"An organization of the disorganized..."
December 8, 2010 10:22 AM   Subscribe

The University of Washington's Vienna: 1900 collects a number of pieces from the height of Austrian café society.


"The Letter of Lord Chandos," Hugo von Hoffmannsthal's study of aphasia.

Young Törless, a novel by Robert Musil.

"Rules for my Reserved Table," by Peter Altenberg. ("Political conversations must not go beyond the phrase: I think things are stirring in America!")

"Theory of the Café Central," by Alfred Polgar.

La Ronde, a play by Arthur Schnitzler; best known as the basis for Max Ophüls' film of the same name.

Previously: A look at Stefan Zweig, the last luminary of Old Vienna.
posted by Iridic (8 comments total) 19 users marked this as a favorite
Great post!

That essay about Zweig linked from the post you link to is gloriously vituperative. I always meant to make a mega-Zweig post based around that essay, but then Joe Beese beat me to it.

I wonder, now that Mitteleuropa is no longer cut in half by the Iron Curtain, whether Vienna can rise again in cultural importance. Prague is showing signs of just that. Berlin has certainly swung back mightily. In fact, that's kind of going on all around Europe right now. Even Paris seems like it's rising from it's stylish slumber. Of course, given the trends of European history, just as things really get awesome, some completely insane war will break out and everything will go back to zero for another few decades.
posted by Kattullus at 10:34 AM on December 8, 2010

[this post means nothing to me]
posted by Eideteker at 10:39 AM on December 8, 2010 [3 favorites]

A "mega-Zweig" sounds like a German unit of measurement.
posted by Joe Beese at 10:46 AM on December 8, 2010 [1 favorite]

Reading Die Verwirrungen des jungen Zöglings Törless I was struck by the casual perversion among boys in a military internat.

Wittgensteins Vienna by Janik and Toulmin is also a great read about the cultural Vienna around 1900. It was a fascinating intellectual time in a state that was about to vanish after WWI.
posted by joost de vries at 11:07 AM on December 8, 2010

that Hofmann piece is just delicious; great post.
posted by r_nebblesworthII at 11:30 AM on December 8, 2010

Now I am so annoyed that I lost my old paperback of Young Torless, which had the most interesting artwork on the cover, which is not one of the half dozen or so different covers on Google Images.
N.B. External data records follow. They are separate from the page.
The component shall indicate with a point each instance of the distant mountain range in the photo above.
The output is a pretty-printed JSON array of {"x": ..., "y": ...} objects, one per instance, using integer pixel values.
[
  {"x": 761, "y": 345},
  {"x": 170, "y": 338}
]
It was a stunning pencil drawing of two grim students looking down towards a thin manacled hand reaching up...
posted by ovvl at 12:43 PM on December 8, 2010

Fantastic post... danke!
posted by scody at 3:24 PM on December 8, 2010

I chuckled when I first read that Hofmann article about Zweig in the LRB earlier this year: "the Pepsi of Austrian writing." Hilarious.